The Philadelphia Newspapers court, however, distinguished Continental. The administrative expenses at issue in Continental were obviously larger, but more importantly, both the plan and the sale agreement in Philadelphia Newspapers provided that the debtors, rather than any third-party purchaser or investor, would be responsible for the payment of administrative expenses. Thus, allowing the administrative expenses sought by the charter school managers would not necessarily knock the props out from under the Philadelphia Newspapers plan, as was the case in Continental.
The Court then went on to analyze the remaining factors of the Continental test, but noted that they largely “duplicate”, “replicate”, or “support” the first factor. Philadelphia Newspapers, 2012 WL 3038578, at *4-5. Thus, the Third Circuit conflated its equitable mootness test to a single rule: “a court should only apply the equitable mootness doctrine if doing so will ‘unscramble complex bankruptcy reorganizations when the appealing party should have acted before the plan became extremely difficult to retract.’” Id. at *5 (quoting Nordhof Invs. v. Zenith Elecs. Corp., 258 F.3d 180, 185 (3d Cir. 2001)). Upon review, the Third Circuit held that this strict standard was not satisfied.
Despite electing to hear the appellants’ appeal, the Third Circuit ultimately agreed with the bankruptcy court and district court that the appellants were not entitled to an administrative expense because the act of referencing and posting a link to an article on the internet did not constitute a republication of the allegedly defamatory articles that would give rise to a new claim for defamation under Pennsylvania state law.
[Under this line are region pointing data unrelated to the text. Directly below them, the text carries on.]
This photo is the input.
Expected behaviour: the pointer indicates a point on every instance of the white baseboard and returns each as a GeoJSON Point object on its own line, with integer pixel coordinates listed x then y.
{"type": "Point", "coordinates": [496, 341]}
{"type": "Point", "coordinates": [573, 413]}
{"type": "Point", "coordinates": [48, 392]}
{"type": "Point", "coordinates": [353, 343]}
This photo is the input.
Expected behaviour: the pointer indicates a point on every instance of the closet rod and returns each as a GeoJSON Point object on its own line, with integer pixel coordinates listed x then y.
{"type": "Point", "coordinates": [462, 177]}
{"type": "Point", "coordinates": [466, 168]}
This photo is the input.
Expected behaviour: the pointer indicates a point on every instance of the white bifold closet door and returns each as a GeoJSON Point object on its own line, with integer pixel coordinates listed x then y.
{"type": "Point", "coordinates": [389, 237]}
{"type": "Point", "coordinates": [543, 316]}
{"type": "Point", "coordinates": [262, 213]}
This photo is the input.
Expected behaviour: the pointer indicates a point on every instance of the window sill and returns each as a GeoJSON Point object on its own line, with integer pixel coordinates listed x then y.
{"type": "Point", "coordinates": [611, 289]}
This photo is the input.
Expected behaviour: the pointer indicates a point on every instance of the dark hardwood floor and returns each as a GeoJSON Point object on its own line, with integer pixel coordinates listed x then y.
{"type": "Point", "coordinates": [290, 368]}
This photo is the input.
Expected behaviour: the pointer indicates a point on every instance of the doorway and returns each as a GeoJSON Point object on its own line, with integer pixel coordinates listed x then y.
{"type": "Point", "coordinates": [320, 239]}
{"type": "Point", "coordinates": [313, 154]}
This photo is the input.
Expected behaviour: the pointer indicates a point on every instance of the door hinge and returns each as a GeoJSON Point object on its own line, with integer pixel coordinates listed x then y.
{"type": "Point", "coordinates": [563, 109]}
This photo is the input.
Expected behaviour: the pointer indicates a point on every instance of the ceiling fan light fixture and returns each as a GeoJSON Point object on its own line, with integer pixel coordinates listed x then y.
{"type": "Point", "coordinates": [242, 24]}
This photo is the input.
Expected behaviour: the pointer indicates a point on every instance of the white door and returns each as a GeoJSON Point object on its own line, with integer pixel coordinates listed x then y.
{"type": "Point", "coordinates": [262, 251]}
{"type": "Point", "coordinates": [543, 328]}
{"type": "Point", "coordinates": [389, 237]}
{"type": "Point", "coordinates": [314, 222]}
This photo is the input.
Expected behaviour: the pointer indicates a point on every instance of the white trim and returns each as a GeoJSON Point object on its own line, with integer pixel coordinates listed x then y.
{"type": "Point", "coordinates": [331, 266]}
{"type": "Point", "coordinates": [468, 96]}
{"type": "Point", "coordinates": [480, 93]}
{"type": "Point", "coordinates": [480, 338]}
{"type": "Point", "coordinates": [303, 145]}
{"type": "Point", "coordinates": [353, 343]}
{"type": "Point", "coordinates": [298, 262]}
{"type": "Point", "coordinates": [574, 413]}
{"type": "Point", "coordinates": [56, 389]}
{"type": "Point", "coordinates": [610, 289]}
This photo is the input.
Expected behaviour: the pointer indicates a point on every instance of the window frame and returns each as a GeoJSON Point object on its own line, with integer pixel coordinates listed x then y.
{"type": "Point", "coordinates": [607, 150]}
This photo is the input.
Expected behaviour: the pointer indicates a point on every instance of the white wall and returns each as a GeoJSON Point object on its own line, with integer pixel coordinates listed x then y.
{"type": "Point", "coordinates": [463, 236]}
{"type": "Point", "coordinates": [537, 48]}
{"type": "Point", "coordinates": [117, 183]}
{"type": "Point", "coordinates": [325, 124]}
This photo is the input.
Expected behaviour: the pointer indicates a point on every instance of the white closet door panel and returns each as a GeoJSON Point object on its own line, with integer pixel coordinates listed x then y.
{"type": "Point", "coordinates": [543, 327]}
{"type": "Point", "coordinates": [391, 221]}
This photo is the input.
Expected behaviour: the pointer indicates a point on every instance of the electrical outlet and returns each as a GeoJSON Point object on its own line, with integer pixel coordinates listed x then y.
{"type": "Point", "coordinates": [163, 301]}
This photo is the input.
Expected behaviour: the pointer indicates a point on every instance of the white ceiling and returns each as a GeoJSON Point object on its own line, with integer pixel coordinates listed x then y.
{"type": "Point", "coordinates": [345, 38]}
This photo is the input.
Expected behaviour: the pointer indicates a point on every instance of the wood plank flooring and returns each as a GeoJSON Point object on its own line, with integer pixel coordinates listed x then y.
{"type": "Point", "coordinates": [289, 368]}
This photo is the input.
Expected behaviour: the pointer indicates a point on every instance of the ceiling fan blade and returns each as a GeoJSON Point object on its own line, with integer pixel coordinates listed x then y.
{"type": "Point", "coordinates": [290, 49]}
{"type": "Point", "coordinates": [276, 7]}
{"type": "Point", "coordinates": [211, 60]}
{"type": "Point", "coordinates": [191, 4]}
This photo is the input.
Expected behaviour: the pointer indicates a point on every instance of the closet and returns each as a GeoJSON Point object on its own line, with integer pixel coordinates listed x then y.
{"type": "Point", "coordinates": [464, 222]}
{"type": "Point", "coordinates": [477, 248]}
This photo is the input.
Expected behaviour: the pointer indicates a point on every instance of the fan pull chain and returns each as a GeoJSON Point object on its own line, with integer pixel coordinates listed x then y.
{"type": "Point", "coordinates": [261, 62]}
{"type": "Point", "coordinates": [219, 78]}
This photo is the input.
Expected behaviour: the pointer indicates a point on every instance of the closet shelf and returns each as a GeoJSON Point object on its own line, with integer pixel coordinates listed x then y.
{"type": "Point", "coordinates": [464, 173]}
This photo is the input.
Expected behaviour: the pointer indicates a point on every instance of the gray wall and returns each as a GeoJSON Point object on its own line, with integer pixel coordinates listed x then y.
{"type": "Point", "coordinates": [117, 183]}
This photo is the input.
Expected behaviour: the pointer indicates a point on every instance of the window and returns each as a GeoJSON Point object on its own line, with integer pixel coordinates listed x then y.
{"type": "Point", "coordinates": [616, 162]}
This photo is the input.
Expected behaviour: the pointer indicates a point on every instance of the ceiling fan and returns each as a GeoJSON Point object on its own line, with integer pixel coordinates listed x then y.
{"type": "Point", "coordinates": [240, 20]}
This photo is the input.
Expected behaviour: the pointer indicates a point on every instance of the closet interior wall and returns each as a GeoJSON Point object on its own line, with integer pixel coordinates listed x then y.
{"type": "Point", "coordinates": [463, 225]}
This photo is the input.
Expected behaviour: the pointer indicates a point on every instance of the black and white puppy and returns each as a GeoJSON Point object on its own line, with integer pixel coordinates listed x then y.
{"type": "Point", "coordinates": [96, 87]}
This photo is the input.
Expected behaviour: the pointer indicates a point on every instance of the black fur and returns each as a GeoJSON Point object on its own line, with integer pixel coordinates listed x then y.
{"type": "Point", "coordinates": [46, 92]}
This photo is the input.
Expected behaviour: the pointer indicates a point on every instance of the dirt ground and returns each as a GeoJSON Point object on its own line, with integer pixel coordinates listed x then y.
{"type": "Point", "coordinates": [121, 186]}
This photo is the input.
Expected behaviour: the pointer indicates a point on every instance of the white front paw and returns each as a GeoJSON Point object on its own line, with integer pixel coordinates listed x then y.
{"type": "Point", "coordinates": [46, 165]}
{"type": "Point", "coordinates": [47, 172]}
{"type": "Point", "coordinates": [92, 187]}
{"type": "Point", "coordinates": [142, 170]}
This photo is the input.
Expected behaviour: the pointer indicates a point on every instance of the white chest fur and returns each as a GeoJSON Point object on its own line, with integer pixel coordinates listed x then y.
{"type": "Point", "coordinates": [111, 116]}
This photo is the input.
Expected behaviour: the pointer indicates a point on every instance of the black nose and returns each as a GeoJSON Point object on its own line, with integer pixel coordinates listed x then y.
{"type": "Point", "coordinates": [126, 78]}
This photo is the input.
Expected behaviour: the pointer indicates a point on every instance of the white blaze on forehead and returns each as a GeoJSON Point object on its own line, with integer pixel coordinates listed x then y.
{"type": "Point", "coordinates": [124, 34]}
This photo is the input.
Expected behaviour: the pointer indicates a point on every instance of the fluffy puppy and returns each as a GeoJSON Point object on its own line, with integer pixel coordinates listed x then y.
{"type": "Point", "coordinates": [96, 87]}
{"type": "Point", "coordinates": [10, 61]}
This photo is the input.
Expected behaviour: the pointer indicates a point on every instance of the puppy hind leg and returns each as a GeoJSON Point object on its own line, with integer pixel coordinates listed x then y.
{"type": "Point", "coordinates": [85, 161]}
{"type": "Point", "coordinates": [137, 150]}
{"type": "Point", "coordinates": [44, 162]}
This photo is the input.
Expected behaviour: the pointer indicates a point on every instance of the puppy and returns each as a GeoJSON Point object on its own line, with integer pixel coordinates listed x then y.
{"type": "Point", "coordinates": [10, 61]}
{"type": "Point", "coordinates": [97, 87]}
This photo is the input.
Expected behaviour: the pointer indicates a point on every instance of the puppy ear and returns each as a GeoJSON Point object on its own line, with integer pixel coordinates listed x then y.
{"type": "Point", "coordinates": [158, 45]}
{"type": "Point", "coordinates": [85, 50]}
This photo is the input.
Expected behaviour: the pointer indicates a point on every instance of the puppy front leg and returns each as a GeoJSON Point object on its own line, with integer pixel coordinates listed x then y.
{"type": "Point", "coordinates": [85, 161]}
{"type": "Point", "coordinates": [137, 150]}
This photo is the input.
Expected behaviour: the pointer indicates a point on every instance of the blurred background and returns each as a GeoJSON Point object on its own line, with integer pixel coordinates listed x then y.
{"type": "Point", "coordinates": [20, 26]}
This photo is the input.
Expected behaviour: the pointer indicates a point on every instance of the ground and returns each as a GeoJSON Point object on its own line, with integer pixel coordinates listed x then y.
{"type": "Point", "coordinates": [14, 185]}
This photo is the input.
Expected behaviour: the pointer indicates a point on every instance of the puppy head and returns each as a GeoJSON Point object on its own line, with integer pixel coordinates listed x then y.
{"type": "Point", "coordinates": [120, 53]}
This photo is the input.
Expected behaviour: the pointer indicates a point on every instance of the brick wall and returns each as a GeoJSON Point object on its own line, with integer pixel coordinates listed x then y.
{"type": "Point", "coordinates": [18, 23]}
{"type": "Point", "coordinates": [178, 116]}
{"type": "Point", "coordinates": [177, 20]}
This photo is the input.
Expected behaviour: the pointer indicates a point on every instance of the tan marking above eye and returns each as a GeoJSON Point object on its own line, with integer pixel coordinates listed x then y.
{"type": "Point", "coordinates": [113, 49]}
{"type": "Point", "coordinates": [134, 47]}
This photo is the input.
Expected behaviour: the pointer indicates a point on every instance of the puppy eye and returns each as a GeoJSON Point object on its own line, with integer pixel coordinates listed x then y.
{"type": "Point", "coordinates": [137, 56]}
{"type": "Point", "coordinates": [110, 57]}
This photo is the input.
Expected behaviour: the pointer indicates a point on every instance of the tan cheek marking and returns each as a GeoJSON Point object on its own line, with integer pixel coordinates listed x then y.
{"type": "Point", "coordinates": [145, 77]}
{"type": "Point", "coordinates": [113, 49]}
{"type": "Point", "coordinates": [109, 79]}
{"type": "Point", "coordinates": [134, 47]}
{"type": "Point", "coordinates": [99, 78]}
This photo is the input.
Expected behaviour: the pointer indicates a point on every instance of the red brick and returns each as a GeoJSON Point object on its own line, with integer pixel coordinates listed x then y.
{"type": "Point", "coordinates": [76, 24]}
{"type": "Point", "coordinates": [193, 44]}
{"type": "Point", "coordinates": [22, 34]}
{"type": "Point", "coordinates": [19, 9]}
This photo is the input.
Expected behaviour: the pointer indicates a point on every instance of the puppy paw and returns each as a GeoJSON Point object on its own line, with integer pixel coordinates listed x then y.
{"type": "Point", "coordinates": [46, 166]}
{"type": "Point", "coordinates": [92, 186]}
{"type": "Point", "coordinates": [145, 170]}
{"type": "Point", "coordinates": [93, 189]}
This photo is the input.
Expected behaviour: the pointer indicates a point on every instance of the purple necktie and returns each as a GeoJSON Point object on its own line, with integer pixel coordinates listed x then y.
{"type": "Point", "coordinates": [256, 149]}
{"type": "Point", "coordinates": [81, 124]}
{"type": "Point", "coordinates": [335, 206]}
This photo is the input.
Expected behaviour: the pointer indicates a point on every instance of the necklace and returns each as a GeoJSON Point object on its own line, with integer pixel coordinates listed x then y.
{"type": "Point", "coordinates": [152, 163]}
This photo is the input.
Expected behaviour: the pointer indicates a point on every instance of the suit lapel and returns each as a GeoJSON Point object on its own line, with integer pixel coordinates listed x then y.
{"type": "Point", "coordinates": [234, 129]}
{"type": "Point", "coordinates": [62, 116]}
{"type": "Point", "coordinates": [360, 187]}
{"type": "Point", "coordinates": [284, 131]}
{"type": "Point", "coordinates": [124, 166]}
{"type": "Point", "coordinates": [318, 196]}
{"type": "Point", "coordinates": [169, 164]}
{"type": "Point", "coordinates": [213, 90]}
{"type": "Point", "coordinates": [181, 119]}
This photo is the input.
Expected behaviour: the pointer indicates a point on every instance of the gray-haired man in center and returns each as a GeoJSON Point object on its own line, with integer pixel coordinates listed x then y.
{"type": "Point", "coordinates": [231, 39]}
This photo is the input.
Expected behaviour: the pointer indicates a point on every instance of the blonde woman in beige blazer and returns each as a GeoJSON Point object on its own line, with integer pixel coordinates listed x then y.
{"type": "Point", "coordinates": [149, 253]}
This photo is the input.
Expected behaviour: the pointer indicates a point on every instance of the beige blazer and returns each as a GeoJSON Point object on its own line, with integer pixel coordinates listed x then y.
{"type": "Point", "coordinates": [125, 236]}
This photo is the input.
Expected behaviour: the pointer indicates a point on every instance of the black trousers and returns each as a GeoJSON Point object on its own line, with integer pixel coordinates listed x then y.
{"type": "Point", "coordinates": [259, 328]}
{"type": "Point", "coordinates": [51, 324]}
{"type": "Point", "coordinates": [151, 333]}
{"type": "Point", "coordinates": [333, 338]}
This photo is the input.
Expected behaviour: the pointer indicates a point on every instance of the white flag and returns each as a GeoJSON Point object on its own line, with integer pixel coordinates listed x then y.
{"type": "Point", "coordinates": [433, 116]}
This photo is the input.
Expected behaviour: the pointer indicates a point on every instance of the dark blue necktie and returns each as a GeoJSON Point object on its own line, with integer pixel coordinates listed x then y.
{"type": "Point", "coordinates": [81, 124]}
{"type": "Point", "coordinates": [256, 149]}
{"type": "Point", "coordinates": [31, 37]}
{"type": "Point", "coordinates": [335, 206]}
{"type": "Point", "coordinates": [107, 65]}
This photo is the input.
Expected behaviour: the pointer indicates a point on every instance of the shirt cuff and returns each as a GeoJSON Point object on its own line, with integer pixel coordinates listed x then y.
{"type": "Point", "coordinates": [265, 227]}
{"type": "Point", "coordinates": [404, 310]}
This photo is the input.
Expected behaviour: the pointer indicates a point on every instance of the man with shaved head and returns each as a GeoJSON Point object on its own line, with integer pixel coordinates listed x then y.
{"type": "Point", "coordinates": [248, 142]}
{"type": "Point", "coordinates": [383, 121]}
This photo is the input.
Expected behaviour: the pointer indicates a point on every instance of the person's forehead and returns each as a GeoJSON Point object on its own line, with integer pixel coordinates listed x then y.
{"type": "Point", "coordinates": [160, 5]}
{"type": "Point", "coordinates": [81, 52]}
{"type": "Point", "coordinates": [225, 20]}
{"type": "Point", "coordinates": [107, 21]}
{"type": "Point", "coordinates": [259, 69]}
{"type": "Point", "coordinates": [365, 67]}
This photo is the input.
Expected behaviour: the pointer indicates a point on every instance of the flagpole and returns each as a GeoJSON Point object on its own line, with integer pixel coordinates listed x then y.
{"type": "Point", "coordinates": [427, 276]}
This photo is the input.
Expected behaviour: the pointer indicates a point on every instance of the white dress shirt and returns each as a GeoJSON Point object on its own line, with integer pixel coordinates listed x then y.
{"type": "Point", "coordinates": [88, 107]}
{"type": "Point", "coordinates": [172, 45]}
With the Philadelphia Newspapers decision, the Third Circuit reemphasizes that equitable mootness should be handled with care. When Justice Alito served on the Third Circuit, he cautioned that the doctrine of equitable mootness places far too much power in the hands of appellate judges, and this judicial reticence influenced the Philadelphia Newspapers court. Indeed, despite reviewing equitable mootness decisions for abuse of discretion, the Third Circuit has now overturned such decisions on at least two occasions.
In Philadelphia Newspapers, the district court’s opinion was clearly deficient and subject to reversal. However, in an attempt to restrain the doctrine of equitable mootness, the Third Circuit appears to have muddied the waters. As admitted in the Philadelphia Newspapers decision, the Third Circuit’s expansion of the first Continental factor is redundant of the fourth, and all of the factors effectively ask the same question.
Perhaps the Third Circuit will eventually abandon the Continental test entirely and proceed with the more simplistic rule espoused by the Philadelphia Newspapers court, which, in sum, instructs courts to refrain from finding an appeal equitably moot unless it would substantially undermine a debtor’s plan. Under this standard, an appeal is not equitably moot if any form of intermediate relief can be crafted or if the relief sought on appeal is only tangentially related to the plan. Under any recitation of the standard, however, parties should remain wary when consummating transactions under a chapter 11 plan in reliance on this doctrine.